Which brings us to talk about Lock-in and the importance of shifting the focus for decisions.
Lock-in
We are almost finishing it!
Just to clear things out a little bit before we start: There is always some level of vendor lock-in. You can use a vendor software, an open source project or you can build your stuff, if later on you decide to switch technology/framework/cloud provider there will be a cost, some time and effort you will have to put on that will be associated with this decision to move to something else.
So, if there is always some level of lock-in, why Markdown? What is the benefit?
I think that the biggest benefit is to treat text I write here as code. This is amazing with many positive things such as storing the blog Markdown files in a free GitHub repository along with the images and everything else I think is important for this blog. Also, I get great version control for my text and an easy way to compare what I wrote yesterday before changing this paragraph entirely with the power of Git! Finally, I can use Visual Studio Code to write on my personal laptop or use the repo link directly to change stuff using the browser.

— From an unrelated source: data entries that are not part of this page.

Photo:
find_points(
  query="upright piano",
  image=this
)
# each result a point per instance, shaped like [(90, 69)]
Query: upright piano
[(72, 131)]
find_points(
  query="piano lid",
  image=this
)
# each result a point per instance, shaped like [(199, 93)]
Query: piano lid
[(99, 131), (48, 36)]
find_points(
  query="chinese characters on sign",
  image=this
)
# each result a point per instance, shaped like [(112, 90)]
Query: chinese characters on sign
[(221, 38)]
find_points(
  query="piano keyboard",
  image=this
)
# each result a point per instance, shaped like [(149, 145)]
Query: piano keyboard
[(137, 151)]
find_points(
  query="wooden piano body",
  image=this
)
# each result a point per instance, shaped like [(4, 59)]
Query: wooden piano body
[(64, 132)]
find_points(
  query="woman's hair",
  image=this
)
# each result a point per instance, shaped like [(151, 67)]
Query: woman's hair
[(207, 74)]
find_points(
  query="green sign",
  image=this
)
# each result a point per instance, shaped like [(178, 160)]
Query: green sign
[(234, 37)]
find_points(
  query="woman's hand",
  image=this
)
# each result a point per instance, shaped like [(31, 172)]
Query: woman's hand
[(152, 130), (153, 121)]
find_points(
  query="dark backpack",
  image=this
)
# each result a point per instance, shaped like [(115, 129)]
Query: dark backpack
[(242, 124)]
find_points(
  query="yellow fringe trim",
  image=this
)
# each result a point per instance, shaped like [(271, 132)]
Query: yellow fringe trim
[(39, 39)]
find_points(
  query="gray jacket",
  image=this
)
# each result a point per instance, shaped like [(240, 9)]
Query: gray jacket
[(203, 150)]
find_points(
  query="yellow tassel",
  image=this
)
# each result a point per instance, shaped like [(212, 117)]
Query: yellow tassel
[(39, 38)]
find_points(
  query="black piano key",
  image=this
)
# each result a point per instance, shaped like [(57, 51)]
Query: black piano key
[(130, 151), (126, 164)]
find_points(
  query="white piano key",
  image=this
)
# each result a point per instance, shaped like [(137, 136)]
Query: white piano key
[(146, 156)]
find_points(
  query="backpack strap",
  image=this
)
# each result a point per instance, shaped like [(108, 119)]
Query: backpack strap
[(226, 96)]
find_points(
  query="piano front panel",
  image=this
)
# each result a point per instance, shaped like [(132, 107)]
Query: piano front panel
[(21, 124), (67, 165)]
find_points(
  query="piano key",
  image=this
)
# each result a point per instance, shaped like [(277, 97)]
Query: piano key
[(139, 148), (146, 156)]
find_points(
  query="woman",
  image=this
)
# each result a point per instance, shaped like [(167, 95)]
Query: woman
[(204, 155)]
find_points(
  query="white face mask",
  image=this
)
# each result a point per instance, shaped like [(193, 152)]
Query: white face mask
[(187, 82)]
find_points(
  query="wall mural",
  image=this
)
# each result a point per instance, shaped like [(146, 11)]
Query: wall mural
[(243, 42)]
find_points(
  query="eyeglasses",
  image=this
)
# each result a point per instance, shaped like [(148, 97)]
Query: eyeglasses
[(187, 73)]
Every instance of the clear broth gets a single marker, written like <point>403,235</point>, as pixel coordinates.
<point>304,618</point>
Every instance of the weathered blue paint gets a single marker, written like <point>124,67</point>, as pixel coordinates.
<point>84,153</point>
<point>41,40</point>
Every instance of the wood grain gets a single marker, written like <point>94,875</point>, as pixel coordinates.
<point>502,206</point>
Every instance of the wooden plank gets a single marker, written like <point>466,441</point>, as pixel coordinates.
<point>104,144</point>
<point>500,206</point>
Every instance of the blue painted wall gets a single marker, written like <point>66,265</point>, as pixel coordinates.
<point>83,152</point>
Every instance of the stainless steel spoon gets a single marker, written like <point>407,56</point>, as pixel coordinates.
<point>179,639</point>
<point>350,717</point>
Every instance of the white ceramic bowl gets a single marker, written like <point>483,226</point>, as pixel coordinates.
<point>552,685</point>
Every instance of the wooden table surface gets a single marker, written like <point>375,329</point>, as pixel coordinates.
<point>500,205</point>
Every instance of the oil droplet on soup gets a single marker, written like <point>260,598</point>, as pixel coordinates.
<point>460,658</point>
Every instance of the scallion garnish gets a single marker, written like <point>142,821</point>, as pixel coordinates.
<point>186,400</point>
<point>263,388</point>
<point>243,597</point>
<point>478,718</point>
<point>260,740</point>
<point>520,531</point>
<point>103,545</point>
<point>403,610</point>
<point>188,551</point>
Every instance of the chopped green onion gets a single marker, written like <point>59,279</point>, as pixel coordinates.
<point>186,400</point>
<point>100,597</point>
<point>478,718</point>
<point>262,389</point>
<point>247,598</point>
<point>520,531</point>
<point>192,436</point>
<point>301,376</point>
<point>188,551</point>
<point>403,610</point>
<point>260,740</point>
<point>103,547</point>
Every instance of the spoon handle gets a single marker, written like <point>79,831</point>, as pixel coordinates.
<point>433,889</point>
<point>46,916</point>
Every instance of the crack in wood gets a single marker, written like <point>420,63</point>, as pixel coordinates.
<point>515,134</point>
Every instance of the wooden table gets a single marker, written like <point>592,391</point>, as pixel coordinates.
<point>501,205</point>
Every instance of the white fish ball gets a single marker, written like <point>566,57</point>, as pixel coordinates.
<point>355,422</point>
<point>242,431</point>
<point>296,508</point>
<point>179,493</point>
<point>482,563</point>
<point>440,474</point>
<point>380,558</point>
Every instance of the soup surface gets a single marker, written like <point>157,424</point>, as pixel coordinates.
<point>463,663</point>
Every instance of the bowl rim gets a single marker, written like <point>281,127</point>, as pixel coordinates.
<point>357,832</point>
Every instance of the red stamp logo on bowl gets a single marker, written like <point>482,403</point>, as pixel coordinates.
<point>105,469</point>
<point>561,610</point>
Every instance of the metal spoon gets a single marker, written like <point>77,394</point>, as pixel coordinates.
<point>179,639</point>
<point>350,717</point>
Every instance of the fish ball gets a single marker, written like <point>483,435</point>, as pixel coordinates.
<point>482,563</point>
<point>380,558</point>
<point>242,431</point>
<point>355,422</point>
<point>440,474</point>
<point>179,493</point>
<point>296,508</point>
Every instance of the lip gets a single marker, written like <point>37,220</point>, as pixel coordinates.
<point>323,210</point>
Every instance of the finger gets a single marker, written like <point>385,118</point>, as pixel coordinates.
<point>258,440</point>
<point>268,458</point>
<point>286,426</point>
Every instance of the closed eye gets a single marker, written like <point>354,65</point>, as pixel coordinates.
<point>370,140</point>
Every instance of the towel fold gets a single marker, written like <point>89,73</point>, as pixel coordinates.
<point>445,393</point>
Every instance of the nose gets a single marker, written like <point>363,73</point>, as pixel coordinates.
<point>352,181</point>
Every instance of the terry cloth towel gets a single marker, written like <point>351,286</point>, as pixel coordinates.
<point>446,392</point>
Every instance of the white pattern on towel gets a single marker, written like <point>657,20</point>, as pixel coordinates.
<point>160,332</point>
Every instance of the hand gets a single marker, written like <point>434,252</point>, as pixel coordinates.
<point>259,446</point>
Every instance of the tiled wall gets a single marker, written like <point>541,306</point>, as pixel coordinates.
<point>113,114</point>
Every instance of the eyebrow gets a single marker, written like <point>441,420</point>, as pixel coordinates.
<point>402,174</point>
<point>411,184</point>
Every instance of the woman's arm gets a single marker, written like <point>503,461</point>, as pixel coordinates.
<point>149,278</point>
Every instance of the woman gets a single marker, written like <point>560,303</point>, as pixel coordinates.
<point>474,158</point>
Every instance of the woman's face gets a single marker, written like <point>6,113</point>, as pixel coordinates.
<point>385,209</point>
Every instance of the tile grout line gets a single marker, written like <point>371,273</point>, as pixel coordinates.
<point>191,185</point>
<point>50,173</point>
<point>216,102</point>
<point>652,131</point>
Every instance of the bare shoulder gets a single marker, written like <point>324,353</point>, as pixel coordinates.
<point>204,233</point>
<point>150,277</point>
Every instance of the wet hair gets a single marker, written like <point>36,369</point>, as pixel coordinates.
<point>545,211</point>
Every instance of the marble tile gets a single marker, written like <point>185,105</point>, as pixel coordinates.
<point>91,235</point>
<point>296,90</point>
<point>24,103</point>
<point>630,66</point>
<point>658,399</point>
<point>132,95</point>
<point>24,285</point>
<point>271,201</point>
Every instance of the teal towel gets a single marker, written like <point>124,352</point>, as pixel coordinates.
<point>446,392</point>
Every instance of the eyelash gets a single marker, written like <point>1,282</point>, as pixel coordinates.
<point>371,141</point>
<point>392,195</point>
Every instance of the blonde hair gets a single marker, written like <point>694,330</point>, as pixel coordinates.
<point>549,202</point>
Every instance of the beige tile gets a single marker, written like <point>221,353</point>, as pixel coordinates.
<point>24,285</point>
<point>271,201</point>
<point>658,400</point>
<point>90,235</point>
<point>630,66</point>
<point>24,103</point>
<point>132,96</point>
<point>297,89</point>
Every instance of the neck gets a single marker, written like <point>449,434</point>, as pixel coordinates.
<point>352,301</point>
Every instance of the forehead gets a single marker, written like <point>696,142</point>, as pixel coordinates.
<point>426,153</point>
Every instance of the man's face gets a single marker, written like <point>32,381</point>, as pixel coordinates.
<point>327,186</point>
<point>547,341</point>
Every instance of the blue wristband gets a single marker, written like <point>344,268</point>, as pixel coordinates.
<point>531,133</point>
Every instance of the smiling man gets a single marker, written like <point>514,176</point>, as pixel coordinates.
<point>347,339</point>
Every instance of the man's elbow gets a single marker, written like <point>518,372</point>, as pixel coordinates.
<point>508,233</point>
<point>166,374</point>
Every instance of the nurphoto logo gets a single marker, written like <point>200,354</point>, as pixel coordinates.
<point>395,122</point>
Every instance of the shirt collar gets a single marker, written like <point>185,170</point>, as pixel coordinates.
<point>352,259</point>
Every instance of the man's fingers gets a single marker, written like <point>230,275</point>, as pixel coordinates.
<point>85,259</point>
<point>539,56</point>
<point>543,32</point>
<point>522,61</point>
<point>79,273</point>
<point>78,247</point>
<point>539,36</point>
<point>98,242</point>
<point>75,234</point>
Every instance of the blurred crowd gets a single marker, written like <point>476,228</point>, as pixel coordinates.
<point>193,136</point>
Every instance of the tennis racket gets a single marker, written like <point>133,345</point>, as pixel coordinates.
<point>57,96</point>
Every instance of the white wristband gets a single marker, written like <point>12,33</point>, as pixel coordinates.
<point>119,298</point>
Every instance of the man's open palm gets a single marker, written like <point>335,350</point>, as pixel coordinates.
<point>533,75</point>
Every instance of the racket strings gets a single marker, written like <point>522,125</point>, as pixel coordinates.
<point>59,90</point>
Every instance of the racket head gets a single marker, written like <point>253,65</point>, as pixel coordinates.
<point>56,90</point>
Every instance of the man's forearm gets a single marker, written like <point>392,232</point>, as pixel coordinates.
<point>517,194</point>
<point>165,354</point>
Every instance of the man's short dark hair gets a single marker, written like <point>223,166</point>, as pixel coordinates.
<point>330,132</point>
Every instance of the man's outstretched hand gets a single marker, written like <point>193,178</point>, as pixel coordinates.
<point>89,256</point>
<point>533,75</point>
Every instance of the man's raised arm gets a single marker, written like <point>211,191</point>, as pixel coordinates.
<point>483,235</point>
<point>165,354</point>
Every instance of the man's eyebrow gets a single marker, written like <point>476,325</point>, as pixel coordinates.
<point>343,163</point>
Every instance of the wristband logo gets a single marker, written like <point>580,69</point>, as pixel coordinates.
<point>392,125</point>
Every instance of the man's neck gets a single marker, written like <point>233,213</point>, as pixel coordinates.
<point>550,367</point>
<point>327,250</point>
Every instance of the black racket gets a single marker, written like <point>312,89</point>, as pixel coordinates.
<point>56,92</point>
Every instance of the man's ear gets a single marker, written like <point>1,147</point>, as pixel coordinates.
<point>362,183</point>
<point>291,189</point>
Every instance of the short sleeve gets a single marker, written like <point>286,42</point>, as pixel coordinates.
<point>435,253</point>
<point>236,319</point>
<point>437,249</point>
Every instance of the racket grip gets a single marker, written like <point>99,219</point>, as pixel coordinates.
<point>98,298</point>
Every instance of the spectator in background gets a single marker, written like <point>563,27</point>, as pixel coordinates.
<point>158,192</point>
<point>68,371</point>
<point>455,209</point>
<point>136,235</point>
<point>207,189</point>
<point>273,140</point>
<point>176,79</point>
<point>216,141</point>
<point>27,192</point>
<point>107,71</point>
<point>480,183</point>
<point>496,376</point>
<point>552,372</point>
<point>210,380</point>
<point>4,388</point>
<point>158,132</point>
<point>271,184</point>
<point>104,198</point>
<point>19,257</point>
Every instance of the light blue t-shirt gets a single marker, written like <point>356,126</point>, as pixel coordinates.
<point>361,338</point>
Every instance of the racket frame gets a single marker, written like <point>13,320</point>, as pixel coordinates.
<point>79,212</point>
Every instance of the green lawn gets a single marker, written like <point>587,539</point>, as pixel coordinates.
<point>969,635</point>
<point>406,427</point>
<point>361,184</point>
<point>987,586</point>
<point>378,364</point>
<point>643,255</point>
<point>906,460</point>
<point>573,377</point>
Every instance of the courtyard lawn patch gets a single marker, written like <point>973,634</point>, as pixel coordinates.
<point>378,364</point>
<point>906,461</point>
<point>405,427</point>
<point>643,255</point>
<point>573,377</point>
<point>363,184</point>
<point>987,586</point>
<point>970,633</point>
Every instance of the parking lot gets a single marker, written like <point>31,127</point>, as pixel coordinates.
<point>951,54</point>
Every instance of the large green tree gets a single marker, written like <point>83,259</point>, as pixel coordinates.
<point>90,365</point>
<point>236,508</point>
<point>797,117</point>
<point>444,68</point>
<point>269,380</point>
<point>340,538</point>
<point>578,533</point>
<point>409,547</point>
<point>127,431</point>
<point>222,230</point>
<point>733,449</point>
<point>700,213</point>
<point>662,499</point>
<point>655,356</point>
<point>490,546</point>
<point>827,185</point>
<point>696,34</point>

Also, it will help with reducing lock-in. If later on I decide to change from WordPress to something else (even if my heart wins the battle and I decide on Flutter again) markdown will act like the translator between all those different worlds!
Just DECIDE and move on!
I promise this is the last part!
Now, if you want to make better decisions, the focus should not be in the technology or framework to use (in this case which CMS to use) because this can be changed easily in the future! The key here is shift the decision and focus on the stuff that is hard to change (in this case deciding on using markdown for the posts/pages and storing the important blog stuff on a git repository). Martin Fowler said this in 2003 (this is not new folks!):
"I think that one of an architect’s most important tasks is to remove architecture by finding ways to eliminate irreversibility in software designs"
Martin Fowler - Who Needs an Architect?
Just acknowledge that some lock-in will always exist and be happy with the decisions you made!
A bad (but intentional) decision is 100x better than making no decision at all!